Вертолет шел прямо на избу, треск наростал оглушительный, но старик не обращал на него внимания, лишь  кричал уже:
– Языцникам их боги были пособниками могутными. Потому как в них, гляди, и есть какая сокровенна сила.
– Христос изгнал идолов.
– Ну он-то уродился много после тех богов. Да и знамы ль были ему наши края?
И, плеснув самогон за шаткую вставную челюсть, Макар заголосил во всю мочь:
     "Да и эта гордёна – на поветь она нейдет.
      Да и эта гордёна – передызье-от ей соровато" …
 
 *
Через раскрытое окно из невидимого места доносилось мерное жиканье двуручной пилы.
- Как твой дед-то? Здоров? - спросил майор Пампушка, выйдя из-за стола и жмя Егору руку.
- Ползает еще.
Майор собственными руками поместил Егора на стул, потрепал загривок Егоровой лайки. «Здорово, Тороп!» - сказал он псу, и лайка отозвалась, колыхнув спиралью хвоста.

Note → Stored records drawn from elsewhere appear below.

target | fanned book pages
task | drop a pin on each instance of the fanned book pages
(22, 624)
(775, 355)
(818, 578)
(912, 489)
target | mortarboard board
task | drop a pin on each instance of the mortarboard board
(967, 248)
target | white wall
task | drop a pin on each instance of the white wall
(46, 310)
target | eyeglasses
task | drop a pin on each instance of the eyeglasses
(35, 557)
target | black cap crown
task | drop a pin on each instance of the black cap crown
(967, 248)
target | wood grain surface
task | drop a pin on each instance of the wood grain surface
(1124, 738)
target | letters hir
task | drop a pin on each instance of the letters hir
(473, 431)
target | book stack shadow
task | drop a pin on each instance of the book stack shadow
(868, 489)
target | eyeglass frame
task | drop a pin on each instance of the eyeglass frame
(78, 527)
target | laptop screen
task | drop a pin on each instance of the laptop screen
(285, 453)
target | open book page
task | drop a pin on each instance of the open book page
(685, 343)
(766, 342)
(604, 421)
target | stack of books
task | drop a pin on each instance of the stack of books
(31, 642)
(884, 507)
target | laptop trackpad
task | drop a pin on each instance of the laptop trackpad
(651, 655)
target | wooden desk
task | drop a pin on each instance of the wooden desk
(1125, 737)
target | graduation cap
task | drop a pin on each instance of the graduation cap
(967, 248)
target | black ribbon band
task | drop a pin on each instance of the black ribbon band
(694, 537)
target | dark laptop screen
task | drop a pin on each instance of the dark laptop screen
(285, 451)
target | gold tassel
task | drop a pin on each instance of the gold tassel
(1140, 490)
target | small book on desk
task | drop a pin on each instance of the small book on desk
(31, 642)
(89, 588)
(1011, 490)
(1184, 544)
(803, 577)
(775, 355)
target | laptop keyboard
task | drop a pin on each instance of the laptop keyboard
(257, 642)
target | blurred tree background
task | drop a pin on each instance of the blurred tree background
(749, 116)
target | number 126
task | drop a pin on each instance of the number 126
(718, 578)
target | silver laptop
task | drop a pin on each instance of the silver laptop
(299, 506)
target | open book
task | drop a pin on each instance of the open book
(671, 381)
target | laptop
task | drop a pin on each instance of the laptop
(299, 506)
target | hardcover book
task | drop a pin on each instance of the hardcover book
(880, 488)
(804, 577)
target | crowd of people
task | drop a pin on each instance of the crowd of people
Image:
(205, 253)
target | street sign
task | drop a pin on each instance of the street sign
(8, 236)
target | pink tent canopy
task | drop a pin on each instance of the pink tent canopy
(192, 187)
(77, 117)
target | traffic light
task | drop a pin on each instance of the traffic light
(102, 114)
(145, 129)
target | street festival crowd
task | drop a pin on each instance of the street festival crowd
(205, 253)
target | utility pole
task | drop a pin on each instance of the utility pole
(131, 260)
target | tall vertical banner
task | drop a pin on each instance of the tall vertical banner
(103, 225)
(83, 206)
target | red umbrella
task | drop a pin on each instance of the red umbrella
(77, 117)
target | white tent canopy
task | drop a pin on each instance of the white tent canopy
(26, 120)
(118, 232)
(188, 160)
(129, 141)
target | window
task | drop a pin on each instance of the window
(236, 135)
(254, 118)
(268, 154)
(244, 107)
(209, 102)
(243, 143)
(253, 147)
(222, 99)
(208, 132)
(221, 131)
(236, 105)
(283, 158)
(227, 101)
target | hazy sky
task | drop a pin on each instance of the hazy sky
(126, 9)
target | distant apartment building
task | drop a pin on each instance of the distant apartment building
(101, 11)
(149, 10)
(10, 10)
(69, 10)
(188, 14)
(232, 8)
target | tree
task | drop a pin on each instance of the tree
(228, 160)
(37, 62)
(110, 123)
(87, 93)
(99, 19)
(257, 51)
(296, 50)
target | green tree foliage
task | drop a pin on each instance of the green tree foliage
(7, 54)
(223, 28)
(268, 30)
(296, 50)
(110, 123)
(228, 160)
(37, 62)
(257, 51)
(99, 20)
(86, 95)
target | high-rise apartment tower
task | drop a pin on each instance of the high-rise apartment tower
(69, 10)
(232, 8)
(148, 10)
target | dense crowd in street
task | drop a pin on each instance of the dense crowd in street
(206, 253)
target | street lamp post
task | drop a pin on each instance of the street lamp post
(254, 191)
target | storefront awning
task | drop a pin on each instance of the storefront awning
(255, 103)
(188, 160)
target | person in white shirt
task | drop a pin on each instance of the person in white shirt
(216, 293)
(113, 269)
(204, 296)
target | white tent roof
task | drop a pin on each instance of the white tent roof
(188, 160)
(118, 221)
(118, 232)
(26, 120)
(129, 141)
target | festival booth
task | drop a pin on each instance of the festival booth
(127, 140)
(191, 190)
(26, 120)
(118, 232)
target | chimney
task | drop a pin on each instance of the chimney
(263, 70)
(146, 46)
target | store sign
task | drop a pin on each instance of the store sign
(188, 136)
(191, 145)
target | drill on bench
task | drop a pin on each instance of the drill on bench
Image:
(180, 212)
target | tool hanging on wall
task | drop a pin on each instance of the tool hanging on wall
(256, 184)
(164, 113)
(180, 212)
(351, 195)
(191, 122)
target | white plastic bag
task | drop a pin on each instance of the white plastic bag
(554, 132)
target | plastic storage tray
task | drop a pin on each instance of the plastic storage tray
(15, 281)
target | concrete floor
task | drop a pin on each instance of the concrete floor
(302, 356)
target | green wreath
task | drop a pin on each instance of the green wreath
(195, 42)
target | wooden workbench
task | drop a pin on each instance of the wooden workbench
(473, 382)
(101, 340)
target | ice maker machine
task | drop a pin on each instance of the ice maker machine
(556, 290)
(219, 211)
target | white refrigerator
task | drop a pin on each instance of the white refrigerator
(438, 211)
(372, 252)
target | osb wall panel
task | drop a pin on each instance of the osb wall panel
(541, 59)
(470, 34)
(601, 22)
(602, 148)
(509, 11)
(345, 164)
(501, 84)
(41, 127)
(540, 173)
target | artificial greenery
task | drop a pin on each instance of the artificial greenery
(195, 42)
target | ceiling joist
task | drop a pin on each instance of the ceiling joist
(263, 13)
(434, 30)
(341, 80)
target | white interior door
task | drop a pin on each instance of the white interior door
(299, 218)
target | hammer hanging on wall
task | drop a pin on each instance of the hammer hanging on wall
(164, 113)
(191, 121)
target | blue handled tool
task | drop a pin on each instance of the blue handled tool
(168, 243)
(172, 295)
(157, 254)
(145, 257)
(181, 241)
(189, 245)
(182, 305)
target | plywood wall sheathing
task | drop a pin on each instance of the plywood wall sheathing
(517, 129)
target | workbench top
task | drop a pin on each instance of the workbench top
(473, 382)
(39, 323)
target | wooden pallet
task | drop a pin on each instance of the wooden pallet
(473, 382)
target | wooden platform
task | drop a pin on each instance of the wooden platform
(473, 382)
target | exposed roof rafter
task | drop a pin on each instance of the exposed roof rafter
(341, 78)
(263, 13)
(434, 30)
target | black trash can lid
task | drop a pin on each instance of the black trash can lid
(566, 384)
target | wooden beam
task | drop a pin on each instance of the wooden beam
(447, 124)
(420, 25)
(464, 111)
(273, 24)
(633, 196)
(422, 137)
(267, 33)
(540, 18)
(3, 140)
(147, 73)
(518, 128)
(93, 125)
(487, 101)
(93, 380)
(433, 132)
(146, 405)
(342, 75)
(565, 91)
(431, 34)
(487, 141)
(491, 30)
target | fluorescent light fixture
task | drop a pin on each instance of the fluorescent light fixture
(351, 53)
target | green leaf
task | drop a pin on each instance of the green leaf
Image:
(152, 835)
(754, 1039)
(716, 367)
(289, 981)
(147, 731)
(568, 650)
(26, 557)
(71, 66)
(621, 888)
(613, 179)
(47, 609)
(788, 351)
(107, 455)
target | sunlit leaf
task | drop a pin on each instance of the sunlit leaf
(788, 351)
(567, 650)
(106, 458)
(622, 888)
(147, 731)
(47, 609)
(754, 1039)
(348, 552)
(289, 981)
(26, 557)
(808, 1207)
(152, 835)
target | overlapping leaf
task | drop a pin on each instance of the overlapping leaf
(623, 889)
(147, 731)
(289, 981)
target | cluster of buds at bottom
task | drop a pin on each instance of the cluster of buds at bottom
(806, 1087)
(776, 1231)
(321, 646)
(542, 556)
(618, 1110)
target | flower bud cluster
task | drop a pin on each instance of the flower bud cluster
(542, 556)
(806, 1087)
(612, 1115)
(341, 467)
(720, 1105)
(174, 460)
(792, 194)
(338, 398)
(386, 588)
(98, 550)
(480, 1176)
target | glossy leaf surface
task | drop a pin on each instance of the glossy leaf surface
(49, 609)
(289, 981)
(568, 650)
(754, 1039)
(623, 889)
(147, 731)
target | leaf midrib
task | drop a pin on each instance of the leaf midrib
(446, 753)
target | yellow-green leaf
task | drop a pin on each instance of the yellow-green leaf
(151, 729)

В кабинете начальника колонии собралось почти все тамошнее офицерство, перед которым ефрейтора Егротова два с лишком года в струнку тянуло с перерывом на Чечню. Он и вытягивался бы прямым бревном, но тело у него было слишком коренасто, и старания его кончались одним неудобным напряжением всех мышц. Впрочем, жил он при майоре вольно, как личный внештатный егерь, слаживал охоту начальству, часто и заезжему, на всякого зверя и дичь водил. Койку ефрейтора Егротова отделяла от личного сортира майора тонкая дощатая переборка неряшливо нанесенного голубого цвета с обеих сторон. И ефрейтору не возбранялось пользоваться той же надтреснутой фаянсовой гирькой сливного бачка.
Усевшись за свой стол и выслав из комнаты всех, кроме капитана Збуги, своего заместителя, майор, уже хмурый, раскурил сигарету и только тогда заговорил, еще сильнее мрачнея.

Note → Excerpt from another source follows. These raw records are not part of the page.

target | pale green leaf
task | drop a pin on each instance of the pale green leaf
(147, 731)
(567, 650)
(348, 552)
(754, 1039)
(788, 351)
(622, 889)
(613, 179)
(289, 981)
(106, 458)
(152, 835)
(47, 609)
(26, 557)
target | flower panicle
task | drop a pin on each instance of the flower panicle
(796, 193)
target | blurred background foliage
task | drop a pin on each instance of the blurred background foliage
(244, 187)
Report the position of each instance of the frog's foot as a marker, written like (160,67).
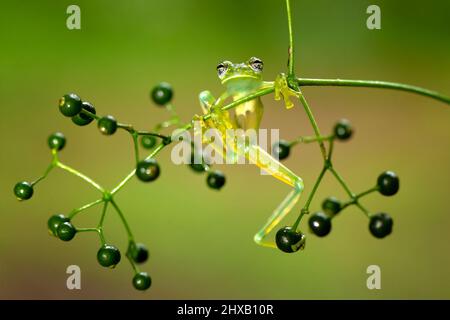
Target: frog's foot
(282,89)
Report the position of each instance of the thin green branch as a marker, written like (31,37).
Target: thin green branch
(362,194)
(310,139)
(148,133)
(135,136)
(374,84)
(49,169)
(80,175)
(313,122)
(92,115)
(131,174)
(124,221)
(291,40)
(74,212)
(342,182)
(102,218)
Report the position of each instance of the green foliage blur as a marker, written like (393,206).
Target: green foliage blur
(200,240)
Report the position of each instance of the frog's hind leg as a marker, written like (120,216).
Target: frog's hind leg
(272,166)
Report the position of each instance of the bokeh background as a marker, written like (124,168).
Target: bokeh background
(201,240)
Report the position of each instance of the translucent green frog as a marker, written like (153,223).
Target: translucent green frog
(241,80)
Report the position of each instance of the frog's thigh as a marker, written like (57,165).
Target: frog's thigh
(272,166)
(248,115)
(207,100)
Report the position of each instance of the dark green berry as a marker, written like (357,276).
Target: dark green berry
(215,179)
(82,119)
(343,129)
(162,93)
(56,141)
(66,231)
(70,105)
(142,281)
(197,167)
(108,256)
(147,170)
(23,190)
(331,205)
(148,142)
(388,183)
(289,240)
(281,149)
(138,252)
(320,224)
(380,225)
(107,125)
(54,222)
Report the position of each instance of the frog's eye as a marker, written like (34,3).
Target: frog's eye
(221,69)
(256,64)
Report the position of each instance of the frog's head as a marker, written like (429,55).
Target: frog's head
(249,71)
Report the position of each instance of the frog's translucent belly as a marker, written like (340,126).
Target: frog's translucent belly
(248,115)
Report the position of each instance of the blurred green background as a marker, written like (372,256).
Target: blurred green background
(201,240)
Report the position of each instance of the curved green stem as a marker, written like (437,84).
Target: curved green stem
(80,175)
(291,40)
(373,84)
(124,221)
(342,182)
(50,168)
(86,206)
(313,122)
(131,174)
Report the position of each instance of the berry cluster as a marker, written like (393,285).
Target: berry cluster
(380,224)
(147,170)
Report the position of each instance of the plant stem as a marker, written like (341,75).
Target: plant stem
(148,133)
(313,122)
(135,136)
(87,230)
(291,40)
(80,175)
(124,221)
(342,182)
(310,139)
(373,84)
(50,167)
(102,218)
(87,206)
(131,174)
(362,194)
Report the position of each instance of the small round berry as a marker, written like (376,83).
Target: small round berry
(54,222)
(162,93)
(56,141)
(142,281)
(388,183)
(343,129)
(107,125)
(82,119)
(66,231)
(148,142)
(23,190)
(320,224)
(380,225)
(289,240)
(281,149)
(138,252)
(70,105)
(108,256)
(215,180)
(147,170)
(331,205)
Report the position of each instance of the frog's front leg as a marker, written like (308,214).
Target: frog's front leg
(282,89)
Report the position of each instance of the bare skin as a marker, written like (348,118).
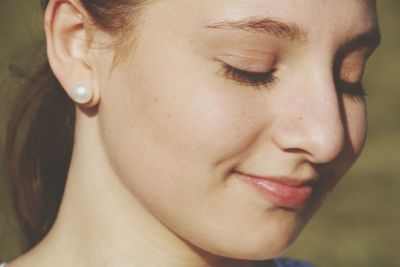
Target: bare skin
(155,173)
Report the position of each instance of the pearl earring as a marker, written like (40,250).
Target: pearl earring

- Зачем я тебя позвал? И, вишь, в полной выкладке… Выручай, ефрейтор. ЧП у нас. Побег. Утром, прямо с лесосеки… Сукины дети! Вдвоем, ****и. Бандюги! Один с четвертаком, второй с пожизненным. Из третьего отделения. Где это - сам знаешь, неподалеку от истока Четласки. Разгильдяи там! Только в жопе у них извилины!.. Если не возьмем сами… Представляешь? Последствия?..
   Майор смотрел на Егротова такими глазами, как дед Макар на божницу в углу избы, - с надеждой, но и с каким-то недоумением: будет ли содействие от картинки?
   - Представляю, - нравственно поддержал майора охотник. Но представилось ему совсем другое и заранее с жалостью…
   Едомная избушка в суземе за Летней Песъю . Завтрашние вечер и ночь там. Густо веснушчатая рожа Мишки Кузнецова (это тот из Питера, который пятый год кряду нанимается на летний сезон сборщиком живицы). Нравились Егору его песни под гитару и треп о многом чём чудном на далеком свете…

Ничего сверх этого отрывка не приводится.